戸籍に関する用語

戸籍と住民票の違い

「戸籍」は出生、死亡、親子関係や婚姻などの身分関係を記録するもの。「住民票」は移住関係を記録するもの。戸籍はその中に入っている人全員で一つの単位ですが、住民票は一人で一つの単位です。また、戸籍には本籍地が記載されますが、その場所はどこでもよく、住所地とは関係がありません。

謄本と抄本の違い

「謄本」とは戸籍全部を写したもの。その戸籍に5人入っていれば、5人全員載っているものが交付されます。
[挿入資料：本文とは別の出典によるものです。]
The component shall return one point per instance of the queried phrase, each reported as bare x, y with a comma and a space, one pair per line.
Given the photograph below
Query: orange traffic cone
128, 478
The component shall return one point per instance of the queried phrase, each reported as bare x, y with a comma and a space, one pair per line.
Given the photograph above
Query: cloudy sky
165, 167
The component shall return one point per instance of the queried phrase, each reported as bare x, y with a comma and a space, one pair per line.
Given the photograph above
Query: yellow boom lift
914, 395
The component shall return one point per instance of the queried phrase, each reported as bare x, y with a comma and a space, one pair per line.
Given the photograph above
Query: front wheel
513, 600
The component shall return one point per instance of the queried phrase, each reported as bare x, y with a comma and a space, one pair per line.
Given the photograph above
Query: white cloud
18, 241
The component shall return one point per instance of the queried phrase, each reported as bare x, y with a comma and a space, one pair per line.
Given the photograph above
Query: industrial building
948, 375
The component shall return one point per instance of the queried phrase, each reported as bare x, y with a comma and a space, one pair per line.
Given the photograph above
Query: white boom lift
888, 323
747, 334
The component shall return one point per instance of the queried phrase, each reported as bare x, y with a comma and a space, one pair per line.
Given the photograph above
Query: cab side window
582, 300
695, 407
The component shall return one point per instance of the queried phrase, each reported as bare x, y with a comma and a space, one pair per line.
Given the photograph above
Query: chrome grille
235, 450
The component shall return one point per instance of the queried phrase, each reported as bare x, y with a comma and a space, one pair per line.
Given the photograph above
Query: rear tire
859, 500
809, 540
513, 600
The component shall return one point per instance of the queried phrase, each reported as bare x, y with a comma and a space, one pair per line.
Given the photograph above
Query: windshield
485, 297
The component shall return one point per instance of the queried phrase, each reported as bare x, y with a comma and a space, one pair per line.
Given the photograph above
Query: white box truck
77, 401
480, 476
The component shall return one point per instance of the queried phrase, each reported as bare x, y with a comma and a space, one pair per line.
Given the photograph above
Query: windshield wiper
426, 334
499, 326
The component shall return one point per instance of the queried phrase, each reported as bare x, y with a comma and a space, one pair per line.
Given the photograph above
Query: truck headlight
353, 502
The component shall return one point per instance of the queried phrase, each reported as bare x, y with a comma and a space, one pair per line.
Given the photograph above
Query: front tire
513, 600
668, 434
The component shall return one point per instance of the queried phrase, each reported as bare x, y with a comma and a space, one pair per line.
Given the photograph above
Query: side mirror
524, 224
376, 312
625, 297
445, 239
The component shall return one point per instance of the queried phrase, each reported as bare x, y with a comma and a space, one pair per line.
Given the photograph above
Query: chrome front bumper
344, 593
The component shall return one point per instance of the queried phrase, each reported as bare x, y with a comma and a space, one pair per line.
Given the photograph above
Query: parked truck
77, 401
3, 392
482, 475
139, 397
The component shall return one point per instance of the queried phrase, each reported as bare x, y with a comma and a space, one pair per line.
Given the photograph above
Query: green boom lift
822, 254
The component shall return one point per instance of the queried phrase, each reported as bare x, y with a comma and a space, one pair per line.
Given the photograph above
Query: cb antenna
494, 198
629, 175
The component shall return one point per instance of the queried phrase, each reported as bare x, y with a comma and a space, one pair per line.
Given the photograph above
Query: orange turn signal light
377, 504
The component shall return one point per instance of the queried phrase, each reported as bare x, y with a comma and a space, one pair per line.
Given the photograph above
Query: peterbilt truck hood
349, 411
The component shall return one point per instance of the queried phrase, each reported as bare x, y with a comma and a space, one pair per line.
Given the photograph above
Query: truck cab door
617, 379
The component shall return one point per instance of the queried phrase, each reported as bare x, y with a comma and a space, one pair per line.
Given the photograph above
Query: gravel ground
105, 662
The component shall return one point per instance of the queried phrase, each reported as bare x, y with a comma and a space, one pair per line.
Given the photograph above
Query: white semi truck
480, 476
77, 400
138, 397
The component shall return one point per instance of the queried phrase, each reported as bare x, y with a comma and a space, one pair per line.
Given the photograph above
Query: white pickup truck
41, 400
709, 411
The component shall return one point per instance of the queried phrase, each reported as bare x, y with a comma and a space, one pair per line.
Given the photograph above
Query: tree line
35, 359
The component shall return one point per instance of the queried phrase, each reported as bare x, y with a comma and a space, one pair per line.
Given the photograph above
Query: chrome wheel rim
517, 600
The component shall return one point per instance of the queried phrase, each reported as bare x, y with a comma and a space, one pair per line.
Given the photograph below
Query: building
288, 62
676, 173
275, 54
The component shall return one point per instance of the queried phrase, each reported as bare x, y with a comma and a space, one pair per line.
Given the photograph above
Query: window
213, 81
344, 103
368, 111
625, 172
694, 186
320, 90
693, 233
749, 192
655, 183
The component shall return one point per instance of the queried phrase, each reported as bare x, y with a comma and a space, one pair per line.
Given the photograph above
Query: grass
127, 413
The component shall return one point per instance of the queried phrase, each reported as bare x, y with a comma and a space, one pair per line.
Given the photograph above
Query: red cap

それに対し「抄本」は戸籍の一部を写したもので、1人分のものが交付されます。なお、コンピュータ化されているところでは、謄本を「全部事項証明」、抄本を「一部事項証明」といいます。

家から個人へ

戸籍は、戦前の一族全員が記載される方式から、昭和23年1月1日、1つの戸籍に「1つの夫婦及びそれと氏を同じくする子」のみの記載に変わりました。その背景には「個人の尊重(憲13条)」「法の下の平等(憲14条)」などを含む新憲法の施行で、その理念に反するとされた旧戸籍法が改正されたことが挙げられます。旧戸籍法は家を1つの単位とし、婚姻や養子縁組などを行う際には戸主の同意権が必要と、身分行為1つ行うにも家の縛りがありました。

手数料、定額小為替

普段、定額小為替を利用する方はそういないでしょう。戸籍を取り寄せるためには、手数料がかかります。郵送で交付申請する場合、郵便に現金を入れて送ることはできません。そこで使うのが定額小為替。この定額小為替がよくわからなくて、戸籍取得に難しいイメージを抱いている方も多いのではないでしょうか。定額小為替とは郵便局が発行する証書のこと。受け取った側は、郵便局で現金化することができます。

「除籍謄本」「改製原戸籍」

婚姻や死亡などで戸籍に誰もいなくなるとその戸籍は「除籍」になります。婚姻で今までの戸籍から抜けることも「除籍」と呼びますが、それとはまた違うものです。改製原戸籍とは、法令などの改正で、戸籍を書き替えることになったときの元の戸籍をいいます。つまり、改製される前の戸籍という意味です。

必要書類

(1)申請書
(2)手数料
戸籍謄本・抄本 450円
除籍謄本・抄本 750円
改製原戸籍 750円
郵便局で扱っている「定額小為替(無記名のもの)」または「現金書留」で送る。
(3)返信用封筒
自宅宛に郵送するため、封筒に自宅の住所と氏名を記入し、郵送料の切手を貼る。申請通数が多い場合には切手を多めに貼るか、10円切手を数枚同封する。
(4)本人確認書類の写し
現住所の記載されている、住民基本台帳カード(写真付き)や運転免許証、健康保険証、年金手帳などのコピー。
(5)代理人が申請する場合は委任状

詳しくは各管轄のHPなどをお調べください。